10: Ivan Vicelich will get a late call from Ernie Merrick and guide the Wellington Phoenix into the A-League final, where they will be beaten by the Melbourne Victory.

11: Manchester City will win the English Premier League, and Chelsea boss Jose Mourinho will blame the referees.

12: Bayern Munich will win the Champions League, and Chelsea boss Jose Mourinho will blame the referees.

13: Sonny Bill Williams will help the Chiefs return to the Super rugby final. Where they will be beaten by the Hurricanes.

14: No, seriously. The Hurricanes. I have it on good authority.

15: The Highlanders will miss out on the playoffs by a point, by the way.

16: A New Zealand golfer will finally win the New Zealand Open again at The Hills. (It won't be Lydia Ko. She will, however, win the New Zealand Women's Open at Clearwater.)

17: Three more Ashes series will be crammed into the year. Incredibly, Ian Healy and company will get even more nauseatingly biased.

18: I am not going to predict the winners of the 18 different twenty20 premier leagues around the world.

19: Formula 1 will unveil 87 new tweaks to the rulebook. They will have something to do with the engine and the wheels.

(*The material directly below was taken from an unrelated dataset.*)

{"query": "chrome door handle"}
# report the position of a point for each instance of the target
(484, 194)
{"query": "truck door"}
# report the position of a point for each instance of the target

20: Roger Federer will win one more grand slam tennis title. Novak Djokovic will win the other three men's titles. Serena Williams will win two of the women's titles, and the other two will be claimed by women whose names end in -ova.

21: Queensland will regain the State of Origin title with a 3-0 sweep in THE GREATEST GAME OF ALL. The Rabbitohs will claim back-to-back NRL titles in THE GREATEST GAME OF ALL. The Warriors will make the top four in THE GREATEST GAME OF ALL. And the Dally M will be won by Sam Burgess, who will be released from his rugby contract so he can return to THE GREATEST GAME OF ALL.

22: An Australian team will win the ANZ Championship. Too easy.

23: The winners of the major American sports will be the Seattle Seahawks (NFL), the San Antonio Spurs (NBA), the Boston Red Sox (Major League Baseball) and the New York Islanders (NHL).

24: The Breakers will win the Australian league. And the Tall Blacks will win every single game next year. But basketball will still get less funding than triathlon, lawn bowls and Greco-Roman wrestling.

25: Pacquiao v Mayweather. Finally. And Floyd wins.